Resiliency: how strong the software is to be able to withstand attacks.
Interoperability: the ability of the software to function in disparate environments.
Privacy: to check PII, PHI, PFI is assured confidential.

Testing Artifacts

Test Strategy:
- Outlines the testing approach
- Inform and communicate testing issue
- Test goal, methods, timeline, environment, resources
- Type of test and high level success/fail criteria
- Developed from conceptual design
- Security:
  - Data classification
  - Threat model
  - Access control
Test Plan:
- A granular document that details the test approach systematically
  - The tester’s workflow
  - To verify that the software is reliable
- Three primary components:
  - Requirements
  - Methods
  - Coverage
Test Case:
- Take requirements and define measurables to validate the requirements are met.
- Test case: ID, requirement reference, pre-conditions, actions, input, expected result
Test Script
- Procedures undertaken to perform the test.
  - Developed using test case
- Ensure security requirements are included.
Test Suite
- A collection of test cases
Test Harness
- All necessary components for testing: tools, samples, config, cases, scripts etc
  - Can be used to simulate functions that are still in development (i.e simulation test)
- Promote the principle of leveraging existing components and Psychological acceptability.

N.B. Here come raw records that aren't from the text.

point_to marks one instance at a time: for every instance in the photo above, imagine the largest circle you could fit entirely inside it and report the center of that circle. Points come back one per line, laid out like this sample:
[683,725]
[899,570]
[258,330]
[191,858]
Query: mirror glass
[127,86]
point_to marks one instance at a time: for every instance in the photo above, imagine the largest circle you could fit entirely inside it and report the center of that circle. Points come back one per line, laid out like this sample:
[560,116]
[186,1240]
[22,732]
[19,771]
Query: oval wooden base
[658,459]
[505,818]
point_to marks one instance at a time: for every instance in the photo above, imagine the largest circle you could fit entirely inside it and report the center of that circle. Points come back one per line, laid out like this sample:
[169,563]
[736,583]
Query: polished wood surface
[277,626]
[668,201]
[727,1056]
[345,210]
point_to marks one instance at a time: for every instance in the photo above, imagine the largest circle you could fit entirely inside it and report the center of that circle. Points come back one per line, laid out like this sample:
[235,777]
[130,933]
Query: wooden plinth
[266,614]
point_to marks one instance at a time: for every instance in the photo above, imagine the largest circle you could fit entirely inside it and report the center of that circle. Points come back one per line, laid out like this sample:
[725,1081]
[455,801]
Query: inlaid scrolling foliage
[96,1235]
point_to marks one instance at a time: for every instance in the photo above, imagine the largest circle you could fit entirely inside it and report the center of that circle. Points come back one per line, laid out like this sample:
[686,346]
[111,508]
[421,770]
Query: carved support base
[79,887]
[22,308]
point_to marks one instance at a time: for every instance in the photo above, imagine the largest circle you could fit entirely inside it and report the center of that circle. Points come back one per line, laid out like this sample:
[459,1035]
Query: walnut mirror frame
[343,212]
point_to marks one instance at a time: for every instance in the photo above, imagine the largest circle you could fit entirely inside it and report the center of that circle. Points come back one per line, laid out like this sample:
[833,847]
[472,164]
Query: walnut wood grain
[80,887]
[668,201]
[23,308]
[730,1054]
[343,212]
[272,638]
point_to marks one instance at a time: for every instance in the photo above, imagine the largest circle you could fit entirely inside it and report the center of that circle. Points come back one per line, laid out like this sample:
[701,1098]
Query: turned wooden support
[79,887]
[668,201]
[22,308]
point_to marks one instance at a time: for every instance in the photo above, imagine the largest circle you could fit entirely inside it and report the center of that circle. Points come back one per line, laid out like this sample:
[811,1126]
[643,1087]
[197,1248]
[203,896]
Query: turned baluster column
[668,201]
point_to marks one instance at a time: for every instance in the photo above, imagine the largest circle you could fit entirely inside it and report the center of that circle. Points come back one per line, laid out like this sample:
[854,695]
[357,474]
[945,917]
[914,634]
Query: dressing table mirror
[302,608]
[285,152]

Functional Testing (reliability testing)

Purpose: attest the functionality of the software as expected by the business or customer.
- Determine compliance with requirements in terms of reliability, logic, performance and scalability.
Reliability: measures that the software functions as expected by end user.
Resiliency: measures how strongly the software can perform when under attack.
Steps:
- Identifying expected functions
- Creating input data based on specifications
- Determining expected output based on the specifications
- Executing test cases corresponding to functional requirements
- Comparing expected and actual results

Unit Testing

Conducted by developers during implementation phase
- Breaking down functionalities and test in isolation
Quality of Code (QoC)
- High cohesiveness
- Low coupling
At a minimum:
- Ensure functional logic
- Understandable code
- Have a reasonable level of security control
Challenge in agile:
- Code may be dependent on other developers
- Can use drivers (simulate the calling unit) and stubs (simulate the called unit) to solve the issue
Benefits:
- Validate functional logic
- Identify inefficiencies, complexities and vulnerabilities early
- Automate testing processes
- Extend test coverage
- Enable collective code ownership

Logic Testing

Validates the accuracy of the software processing logic.
- Logic testing also includes the testing of predicates.
  - Predicate: something that is affirmed or denied of the subject in a proposition in logic.
- Software with high cyclomatic complexity must undergo logic test.
Source of Boolean predicates:
- Functional requirements specifications like UML diagrams, RTM
- Assurance (security) requirements
- Looping constructs (for, foreach, do while, while)
- Preconditions (if-then)

Integration Testing (System testing)

Individual units of code are aggregated and tested together.
- Identify problems that occur when units of code are combined.
Ensure the integration occurs as designed and data transfers between components are secure and proper.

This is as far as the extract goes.